Macedonio Fernandez | Ibériques
Traduit par Silvia Baron Supervielle • Préface de Jorge Luis Borgès
La majeure partie des poèmes de Macedonio Fernández (Argentin 1874-1952) rassemblés sous ce titre sont consécutifs à la mort prématurée, en 1920, d’Elena de Orbieta, épouse de Macedonio, lequel ne se remettra jamais vraiment de sa disparition. Ils sont en quelque sorte, ces poèmes l’intime conjuration réitéré d’un homme soudain placé devant une réalité insoutenable.

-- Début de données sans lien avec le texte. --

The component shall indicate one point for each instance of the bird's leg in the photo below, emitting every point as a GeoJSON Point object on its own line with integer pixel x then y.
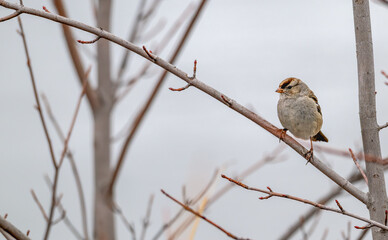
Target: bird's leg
{"type": "Point", "coordinates": [282, 134]}
{"type": "Point", "coordinates": [309, 155]}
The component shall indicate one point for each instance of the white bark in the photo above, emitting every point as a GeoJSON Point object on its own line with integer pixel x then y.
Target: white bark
{"type": "Point", "coordinates": [377, 201]}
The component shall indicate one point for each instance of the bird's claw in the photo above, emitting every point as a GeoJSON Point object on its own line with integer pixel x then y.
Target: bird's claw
{"type": "Point", "coordinates": [282, 134]}
{"type": "Point", "coordinates": [309, 155]}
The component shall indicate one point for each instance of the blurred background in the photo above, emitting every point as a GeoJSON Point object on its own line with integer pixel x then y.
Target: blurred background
{"type": "Point", "coordinates": [244, 49]}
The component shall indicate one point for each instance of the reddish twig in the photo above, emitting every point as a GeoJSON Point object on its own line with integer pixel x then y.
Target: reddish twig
{"type": "Point", "coordinates": [39, 205]}
{"type": "Point", "coordinates": [159, 48]}
{"type": "Point", "coordinates": [339, 206]}
{"type": "Point", "coordinates": [12, 15]}
{"type": "Point", "coordinates": [187, 208]}
{"type": "Point", "coordinates": [180, 89]}
{"type": "Point", "coordinates": [45, 9]}
{"type": "Point", "coordinates": [89, 42]}
{"type": "Point", "coordinates": [364, 227]}
{"type": "Point", "coordinates": [358, 166]}
{"type": "Point", "coordinates": [357, 193]}
{"type": "Point", "coordinates": [317, 205]}
{"type": "Point", "coordinates": [75, 55]}
{"type": "Point", "coordinates": [73, 168]}
{"type": "Point", "coordinates": [383, 126]}
{"type": "Point", "coordinates": [250, 170]}
{"type": "Point", "coordinates": [146, 106]}
{"type": "Point", "coordinates": [146, 220]}
{"type": "Point", "coordinates": [385, 75]}
{"type": "Point", "coordinates": [149, 53]}
{"type": "Point", "coordinates": [127, 224]}
{"type": "Point", "coordinates": [61, 209]}
{"type": "Point", "coordinates": [12, 230]}
{"type": "Point", "coordinates": [188, 85]}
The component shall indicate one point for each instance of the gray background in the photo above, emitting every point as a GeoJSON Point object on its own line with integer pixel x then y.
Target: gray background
{"type": "Point", "coordinates": [244, 49]}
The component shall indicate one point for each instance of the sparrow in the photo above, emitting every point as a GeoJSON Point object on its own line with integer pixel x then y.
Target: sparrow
{"type": "Point", "coordinates": [299, 112]}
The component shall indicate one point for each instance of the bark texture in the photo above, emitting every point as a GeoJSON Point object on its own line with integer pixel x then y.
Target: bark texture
{"type": "Point", "coordinates": [377, 199]}
{"type": "Point", "coordinates": [103, 214]}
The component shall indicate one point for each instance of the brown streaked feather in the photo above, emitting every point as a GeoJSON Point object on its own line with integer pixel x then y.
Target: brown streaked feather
{"type": "Point", "coordinates": [311, 95]}
{"type": "Point", "coordinates": [286, 82]}
{"type": "Point", "coordinates": [320, 137]}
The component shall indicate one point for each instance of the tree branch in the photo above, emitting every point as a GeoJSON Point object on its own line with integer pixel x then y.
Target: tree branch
{"type": "Point", "coordinates": [12, 230]}
{"type": "Point", "coordinates": [147, 105]}
{"type": "Point", "coordinates": [203, 87]}
{"type": "Point", "coordinates": [75, 56]}
{"type": "Point", "coordinates": [187, 208]}
{"type": "Point", "coordinates": [314, 204]}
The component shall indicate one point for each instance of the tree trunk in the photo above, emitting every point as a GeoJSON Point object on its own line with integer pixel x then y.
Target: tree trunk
{"type": "Point", "coordinates": [377, 202]}
{"type": "Point", "coordinates": [104, 226]}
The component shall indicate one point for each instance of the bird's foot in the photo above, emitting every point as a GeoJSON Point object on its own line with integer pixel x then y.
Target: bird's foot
{"type": "Point", "coordinates": [282, 134]}
{"type": "Point", "coordinates": [309, 155]}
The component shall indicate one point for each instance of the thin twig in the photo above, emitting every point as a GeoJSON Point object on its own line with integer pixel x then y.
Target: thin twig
{"type": "Point", "coordinates": [61, 209]}
{"type": "Point", "coordinates": [187, 208]}
{"type": "Point", "coordinates": [146, 220]}
{"type": "Point", "coordinates": [358, 166]}
{"type": "Point", "coordinates": [39, 205]}
{"type": "Point", "coordinates": [38, 106]}
{"type": "Point", "coordinates": [357, 193]}
{"type": "Point", "coordinates": [12, 230]}
{"type": "Point", "coordinates": [54, 200]}
{"type": "Point", "coordinates": [73, 167]}
{"type": "Point", "coordinates": [75, 55]}
{"type": "Point", "coordinates": [145, 108]}
{"type": "Point", "coordinates": [271, 157]}
{"type": "Point", "coordinates": [131, 38]}
{"type": "Point", "coordinates": [12, 15]}
{"type": "Point", "coordinates": [383, 126]}
{"type": "Point", "coordinates": [318, 205]}
{"type": "Point", "coordinates": [89, 42]}
{"type": "Point", "coordinates": [159, 49]}
{"type": "Point", "coordinates": [128, 225]}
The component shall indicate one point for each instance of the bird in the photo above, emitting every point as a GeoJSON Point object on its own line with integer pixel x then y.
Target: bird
{"type": "Point", "coordinates": [299, 112]}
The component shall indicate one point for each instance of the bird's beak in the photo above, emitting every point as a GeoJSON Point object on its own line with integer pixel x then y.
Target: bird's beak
{"type": "Point", "coordinates": [279, 90]}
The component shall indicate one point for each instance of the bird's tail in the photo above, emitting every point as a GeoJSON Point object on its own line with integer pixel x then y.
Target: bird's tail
{"type": "Point", "coordinates": [320, 137]}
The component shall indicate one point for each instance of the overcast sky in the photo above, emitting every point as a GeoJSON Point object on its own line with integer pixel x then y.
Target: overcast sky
{"type": "Point", "coordinates": [244, 49]}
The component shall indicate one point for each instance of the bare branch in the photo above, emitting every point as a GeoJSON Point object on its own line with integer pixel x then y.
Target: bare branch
{"type": "Point", "coordinates": [12, 230]}
{"type": "Point", "coordinates": [145, 108]}
{"type": "Point", "coordinates": [314, 204]}
{"type": "Point", "coordinates": [383, 126]}
{"type": "Point", "coordinates": [187, 208]}
{"type": "Point", "coordinates": [146, 220]}
{"type": "Point", "coordinates": [128, 225]}
{"type": "Point", "coordinates": [203, 87]}
{"type": "Point", "coordinates": [271, 157]}
{"type": "Point", "coordinates": [39, 205]}
{"type": "Point", "coordinates": [12, 15]}
{"type": "Point", "coordinates": [159, 48]}
{"type": "Point", "coordinates": [75, 56]}
{"type": "Point", "coordinates": [73, 168]}
{"type": "Point", "coordinates": [38, 106]}
{"type": "Point", "coordinates": [131, 38]}
{"type": "Point", "coordinates": [358, 166]}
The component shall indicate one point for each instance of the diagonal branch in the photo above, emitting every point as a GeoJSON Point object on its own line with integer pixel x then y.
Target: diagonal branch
{"type": "Point", "coordinates": [75, 56]}
{"type": "Point", "coordinates": [151, 98]}
{"type": "Point", "coordinates": [314, 204]}
{"type": "Point", "coordinates": [204, 88]}
{"type": "Point", "coordinates": [187, 208]}
{"type": "Point", "coordinates": [73, 167]}
{"type": "Point", "coordinates": [12, 230]}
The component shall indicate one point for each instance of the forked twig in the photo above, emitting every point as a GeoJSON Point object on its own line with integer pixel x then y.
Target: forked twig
{"type": "Point", "coordinates": [358, 166]}
{"type": "Point", "coordinates": [187, 208]}
{"type": "Point", "coordinates": [318, 205]}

Le chemin qu’il aura le plus assidûment partiqué [pour dénier ce vide] reste celui de la parole poétique, celle qui permet de concilier les contraires, d’affirmer que “Mort est Beauté”, qu’elle est même la “Beauté d’Amour”, et que la puissance de celui-ci finit par imposer sa loi, “car Mort gouverne Vie ; Amour, Mort.”

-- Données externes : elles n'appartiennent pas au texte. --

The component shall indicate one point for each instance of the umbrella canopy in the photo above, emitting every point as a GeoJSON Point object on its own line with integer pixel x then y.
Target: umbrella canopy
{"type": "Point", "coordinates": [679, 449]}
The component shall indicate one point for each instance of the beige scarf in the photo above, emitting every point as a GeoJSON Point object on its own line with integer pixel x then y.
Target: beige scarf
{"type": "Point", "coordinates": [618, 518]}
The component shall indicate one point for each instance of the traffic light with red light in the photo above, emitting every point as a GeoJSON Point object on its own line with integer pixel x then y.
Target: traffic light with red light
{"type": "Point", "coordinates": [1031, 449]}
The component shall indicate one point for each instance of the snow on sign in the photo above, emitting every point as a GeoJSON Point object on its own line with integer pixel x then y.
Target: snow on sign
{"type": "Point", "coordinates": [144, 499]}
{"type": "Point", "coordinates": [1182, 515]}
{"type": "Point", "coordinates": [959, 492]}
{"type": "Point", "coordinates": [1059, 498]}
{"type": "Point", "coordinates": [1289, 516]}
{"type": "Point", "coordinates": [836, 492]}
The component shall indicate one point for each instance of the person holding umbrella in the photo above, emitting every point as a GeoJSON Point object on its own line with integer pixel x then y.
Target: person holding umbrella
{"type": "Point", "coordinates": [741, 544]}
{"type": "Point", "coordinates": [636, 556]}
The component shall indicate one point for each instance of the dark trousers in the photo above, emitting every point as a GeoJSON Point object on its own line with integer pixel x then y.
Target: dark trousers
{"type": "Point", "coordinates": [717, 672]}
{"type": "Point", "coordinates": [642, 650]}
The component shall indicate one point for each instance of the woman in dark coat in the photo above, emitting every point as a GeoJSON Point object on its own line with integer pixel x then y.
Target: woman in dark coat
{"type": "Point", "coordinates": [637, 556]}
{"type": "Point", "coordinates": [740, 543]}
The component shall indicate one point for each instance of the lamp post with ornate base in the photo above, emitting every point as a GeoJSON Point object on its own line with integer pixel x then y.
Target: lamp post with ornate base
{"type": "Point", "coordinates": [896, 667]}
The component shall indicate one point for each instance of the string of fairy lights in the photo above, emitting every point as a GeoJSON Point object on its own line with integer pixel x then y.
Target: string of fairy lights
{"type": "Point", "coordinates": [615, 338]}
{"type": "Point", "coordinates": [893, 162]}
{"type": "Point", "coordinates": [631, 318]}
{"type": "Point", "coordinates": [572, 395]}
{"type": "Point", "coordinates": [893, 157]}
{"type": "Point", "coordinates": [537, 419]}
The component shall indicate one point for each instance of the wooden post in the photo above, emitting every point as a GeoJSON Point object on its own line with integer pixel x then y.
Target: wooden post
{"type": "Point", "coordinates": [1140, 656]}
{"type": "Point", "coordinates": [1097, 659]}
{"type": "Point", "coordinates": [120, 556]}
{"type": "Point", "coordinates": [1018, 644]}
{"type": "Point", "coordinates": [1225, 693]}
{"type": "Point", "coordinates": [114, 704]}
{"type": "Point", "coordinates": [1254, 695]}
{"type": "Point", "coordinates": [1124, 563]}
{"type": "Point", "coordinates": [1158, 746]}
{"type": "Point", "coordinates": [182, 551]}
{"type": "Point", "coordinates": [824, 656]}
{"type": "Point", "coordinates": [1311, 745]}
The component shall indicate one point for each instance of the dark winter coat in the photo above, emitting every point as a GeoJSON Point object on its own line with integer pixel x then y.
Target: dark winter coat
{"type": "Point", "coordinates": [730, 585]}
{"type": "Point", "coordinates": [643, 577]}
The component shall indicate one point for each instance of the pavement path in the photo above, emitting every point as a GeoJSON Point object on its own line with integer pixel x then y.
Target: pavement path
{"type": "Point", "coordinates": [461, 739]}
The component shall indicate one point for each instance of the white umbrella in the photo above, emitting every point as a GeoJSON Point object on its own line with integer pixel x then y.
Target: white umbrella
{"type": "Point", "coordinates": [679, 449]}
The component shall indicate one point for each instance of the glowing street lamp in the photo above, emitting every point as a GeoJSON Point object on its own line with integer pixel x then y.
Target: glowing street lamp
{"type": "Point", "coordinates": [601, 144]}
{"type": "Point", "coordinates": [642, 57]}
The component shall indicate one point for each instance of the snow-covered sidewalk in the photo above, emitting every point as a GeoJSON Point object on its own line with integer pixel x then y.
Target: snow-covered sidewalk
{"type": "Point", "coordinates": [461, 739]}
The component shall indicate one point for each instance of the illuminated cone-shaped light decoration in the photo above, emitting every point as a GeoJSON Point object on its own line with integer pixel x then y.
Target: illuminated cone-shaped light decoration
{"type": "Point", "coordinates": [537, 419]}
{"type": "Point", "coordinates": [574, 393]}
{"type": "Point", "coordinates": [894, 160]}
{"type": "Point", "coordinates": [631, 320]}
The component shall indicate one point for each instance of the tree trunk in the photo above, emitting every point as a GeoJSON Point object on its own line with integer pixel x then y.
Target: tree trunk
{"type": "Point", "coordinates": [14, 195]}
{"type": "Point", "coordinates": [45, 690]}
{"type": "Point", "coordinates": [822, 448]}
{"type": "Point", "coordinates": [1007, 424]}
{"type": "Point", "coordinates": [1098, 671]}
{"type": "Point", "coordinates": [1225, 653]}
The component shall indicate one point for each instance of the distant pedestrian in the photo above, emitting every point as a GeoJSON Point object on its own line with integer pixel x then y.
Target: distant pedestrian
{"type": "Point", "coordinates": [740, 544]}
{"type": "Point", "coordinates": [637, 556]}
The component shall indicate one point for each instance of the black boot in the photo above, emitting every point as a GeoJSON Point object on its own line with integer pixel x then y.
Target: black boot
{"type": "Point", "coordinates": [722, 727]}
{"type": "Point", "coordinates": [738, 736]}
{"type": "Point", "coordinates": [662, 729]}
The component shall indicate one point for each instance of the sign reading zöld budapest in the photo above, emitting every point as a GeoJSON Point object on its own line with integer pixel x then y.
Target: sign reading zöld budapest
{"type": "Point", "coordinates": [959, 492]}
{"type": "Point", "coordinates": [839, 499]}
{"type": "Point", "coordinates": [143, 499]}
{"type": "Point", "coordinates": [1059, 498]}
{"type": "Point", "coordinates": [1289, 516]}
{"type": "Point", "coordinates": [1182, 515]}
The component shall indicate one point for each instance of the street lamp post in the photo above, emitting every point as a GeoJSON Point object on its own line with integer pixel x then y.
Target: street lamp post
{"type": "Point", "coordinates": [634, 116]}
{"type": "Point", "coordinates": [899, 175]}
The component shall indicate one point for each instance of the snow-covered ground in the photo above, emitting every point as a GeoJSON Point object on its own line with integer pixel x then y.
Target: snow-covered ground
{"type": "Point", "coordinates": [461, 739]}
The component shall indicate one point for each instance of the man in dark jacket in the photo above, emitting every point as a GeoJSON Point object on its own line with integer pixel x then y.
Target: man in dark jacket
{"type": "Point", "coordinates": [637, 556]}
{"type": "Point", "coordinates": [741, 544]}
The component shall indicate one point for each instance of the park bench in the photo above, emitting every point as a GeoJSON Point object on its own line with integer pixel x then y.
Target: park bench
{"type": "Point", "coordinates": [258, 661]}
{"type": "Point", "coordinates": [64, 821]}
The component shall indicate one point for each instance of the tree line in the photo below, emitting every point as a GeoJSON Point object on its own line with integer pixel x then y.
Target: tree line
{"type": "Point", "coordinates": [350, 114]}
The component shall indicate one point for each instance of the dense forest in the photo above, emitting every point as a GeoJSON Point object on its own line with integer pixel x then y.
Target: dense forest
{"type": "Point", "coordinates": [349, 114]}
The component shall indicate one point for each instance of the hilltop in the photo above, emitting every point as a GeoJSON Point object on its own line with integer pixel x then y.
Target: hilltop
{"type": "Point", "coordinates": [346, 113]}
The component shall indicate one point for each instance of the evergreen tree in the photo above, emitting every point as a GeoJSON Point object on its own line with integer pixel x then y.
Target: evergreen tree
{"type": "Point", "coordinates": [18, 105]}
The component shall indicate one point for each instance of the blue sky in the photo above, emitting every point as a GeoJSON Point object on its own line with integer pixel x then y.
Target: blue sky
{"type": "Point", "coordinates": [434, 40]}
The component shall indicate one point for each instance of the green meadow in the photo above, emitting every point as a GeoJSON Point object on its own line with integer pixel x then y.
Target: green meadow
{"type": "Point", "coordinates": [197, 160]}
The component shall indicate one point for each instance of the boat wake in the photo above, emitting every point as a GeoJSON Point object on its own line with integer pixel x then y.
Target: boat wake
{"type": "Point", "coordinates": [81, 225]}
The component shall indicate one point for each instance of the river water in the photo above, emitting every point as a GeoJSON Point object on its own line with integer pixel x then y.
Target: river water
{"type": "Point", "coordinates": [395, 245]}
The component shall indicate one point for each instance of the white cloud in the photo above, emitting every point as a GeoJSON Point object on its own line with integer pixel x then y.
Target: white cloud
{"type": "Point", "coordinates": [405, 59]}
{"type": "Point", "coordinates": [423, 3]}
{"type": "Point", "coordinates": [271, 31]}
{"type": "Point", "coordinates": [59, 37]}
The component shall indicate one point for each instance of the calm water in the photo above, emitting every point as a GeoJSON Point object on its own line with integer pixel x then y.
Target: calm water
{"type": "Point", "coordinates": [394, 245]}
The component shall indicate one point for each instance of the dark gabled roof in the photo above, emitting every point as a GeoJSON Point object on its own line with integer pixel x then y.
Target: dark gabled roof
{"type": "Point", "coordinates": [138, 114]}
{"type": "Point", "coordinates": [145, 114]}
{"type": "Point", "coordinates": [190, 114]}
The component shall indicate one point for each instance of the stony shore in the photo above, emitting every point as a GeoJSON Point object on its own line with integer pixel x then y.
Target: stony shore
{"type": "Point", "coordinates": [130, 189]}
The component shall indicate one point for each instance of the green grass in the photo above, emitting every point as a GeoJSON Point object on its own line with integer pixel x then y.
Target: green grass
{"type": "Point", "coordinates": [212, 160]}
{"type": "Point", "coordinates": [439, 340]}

Lorsque, nouvel Orphée, Macedonio se tourne vers la poésie pour rejoindre Elena, il ne regarde pas où il va mais d’où il vient. Et c’est au langage symboliste de ses débuts qu’il va avoir recours.

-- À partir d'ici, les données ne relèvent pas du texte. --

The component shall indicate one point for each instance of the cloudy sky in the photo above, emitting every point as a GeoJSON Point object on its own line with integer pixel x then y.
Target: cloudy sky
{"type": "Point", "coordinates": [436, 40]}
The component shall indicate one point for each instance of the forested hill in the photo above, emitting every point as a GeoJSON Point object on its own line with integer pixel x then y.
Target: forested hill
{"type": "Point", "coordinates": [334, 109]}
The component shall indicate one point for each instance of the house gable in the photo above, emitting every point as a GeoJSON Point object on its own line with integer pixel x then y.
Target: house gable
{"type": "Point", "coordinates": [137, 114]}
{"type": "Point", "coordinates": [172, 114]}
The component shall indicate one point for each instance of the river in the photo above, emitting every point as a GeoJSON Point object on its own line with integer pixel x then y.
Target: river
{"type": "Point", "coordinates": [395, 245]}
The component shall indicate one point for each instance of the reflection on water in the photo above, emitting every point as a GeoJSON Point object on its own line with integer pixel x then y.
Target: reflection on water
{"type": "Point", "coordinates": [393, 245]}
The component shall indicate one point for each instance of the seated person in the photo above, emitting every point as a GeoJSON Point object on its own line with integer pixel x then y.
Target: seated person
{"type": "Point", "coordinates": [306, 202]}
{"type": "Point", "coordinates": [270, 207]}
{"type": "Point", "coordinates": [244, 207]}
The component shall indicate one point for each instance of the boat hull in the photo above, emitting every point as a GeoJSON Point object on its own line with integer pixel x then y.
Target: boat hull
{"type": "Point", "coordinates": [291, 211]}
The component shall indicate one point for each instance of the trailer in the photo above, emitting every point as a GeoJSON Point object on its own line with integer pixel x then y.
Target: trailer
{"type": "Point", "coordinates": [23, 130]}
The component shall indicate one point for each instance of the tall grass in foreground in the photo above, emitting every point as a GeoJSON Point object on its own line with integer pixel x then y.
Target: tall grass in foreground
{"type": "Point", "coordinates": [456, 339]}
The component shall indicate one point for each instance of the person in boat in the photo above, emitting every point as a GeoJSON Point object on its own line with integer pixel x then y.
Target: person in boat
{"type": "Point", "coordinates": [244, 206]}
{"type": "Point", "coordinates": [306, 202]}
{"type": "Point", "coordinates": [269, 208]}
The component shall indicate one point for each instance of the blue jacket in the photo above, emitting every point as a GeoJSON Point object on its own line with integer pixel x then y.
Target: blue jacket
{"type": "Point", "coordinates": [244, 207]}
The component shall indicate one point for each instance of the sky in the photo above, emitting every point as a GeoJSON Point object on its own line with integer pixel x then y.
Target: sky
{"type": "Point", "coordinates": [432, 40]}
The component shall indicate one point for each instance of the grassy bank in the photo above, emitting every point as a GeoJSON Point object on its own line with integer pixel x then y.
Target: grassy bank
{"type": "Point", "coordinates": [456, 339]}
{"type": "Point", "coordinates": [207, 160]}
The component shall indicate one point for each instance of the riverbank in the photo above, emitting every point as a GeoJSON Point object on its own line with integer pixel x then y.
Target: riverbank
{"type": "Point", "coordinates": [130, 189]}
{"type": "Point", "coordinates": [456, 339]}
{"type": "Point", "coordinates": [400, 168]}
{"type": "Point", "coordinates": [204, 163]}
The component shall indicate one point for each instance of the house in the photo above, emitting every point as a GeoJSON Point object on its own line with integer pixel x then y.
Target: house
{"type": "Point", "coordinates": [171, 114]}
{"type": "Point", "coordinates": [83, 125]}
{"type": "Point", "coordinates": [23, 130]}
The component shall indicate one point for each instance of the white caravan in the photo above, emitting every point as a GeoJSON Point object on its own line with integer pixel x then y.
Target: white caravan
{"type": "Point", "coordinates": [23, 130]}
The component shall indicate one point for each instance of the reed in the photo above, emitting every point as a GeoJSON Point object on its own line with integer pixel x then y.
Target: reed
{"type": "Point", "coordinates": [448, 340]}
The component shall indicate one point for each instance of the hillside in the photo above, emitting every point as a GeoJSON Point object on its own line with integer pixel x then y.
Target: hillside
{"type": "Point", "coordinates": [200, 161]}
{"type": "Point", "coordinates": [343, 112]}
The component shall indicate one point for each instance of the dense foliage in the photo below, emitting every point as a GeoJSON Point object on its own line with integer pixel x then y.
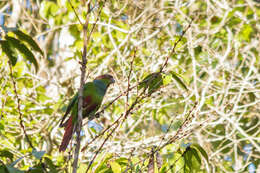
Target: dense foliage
{"type": "Point", "coordinates": [187, 91]}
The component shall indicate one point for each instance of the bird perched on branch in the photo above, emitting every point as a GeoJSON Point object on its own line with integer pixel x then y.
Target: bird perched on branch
{"type": "Point", "coordinates": [93, 94]}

Silvia Baron Supervielle, traductrice scrupuleuse de ce volume en édition bilingue, a complété Elena Bellemort par quelques poèmes tirés de Musée du roman de l’éternelle, chef-d’œuvre de Macedonio Fernández, où il donne libre cours à son humour et à son goût du paradoxe, et où il anticipe sur Cortázar. Les deux ouvrages sont contemporains, au moins en partie, mais un monde les sépare.
Dans Le Musée, Elena s’est changée en Eterna. Les poèmes qui lui sont consacrés ne sont plus qu’un chapitre parmi d’autres de ce roman en morceaux que son auteur offre “à qui voudra l’écrire”. Ils sont devenus une pièce d’un puzzle qui les dépasse et dont le dession livre sans doute l’une des clefs du roman latino-américain moderne.
Jacques Fressard, extrait de Une Légende et peut-être un mystère, La Quinzaine littéraire, 1/15 juillet 1990.
À lire Elena Bellemort et Papiers de Nouveauvenu on découvre que Macedonio Fernández, passé le folklore auquel il est toujours tentant de la réduire, est avant tout un immense écrivain. Que ce soit dans ces poèmes où il élabore une poétique inouïe, dans ses textes brefs, véritables pièges à lecteurs, ou dans ses romans, Macedonio Fernández fonde un univers d'une nouveauté radicale. Son idéalisme, qui ne pourrait être seulement qu'un nihilisme, anéantit en même temps le réel et une certaine littérature dite réaliste.
Jean-Luc Douin, Le Nouveauvenu de Buenos Aires, Libération, 30 avril 1992.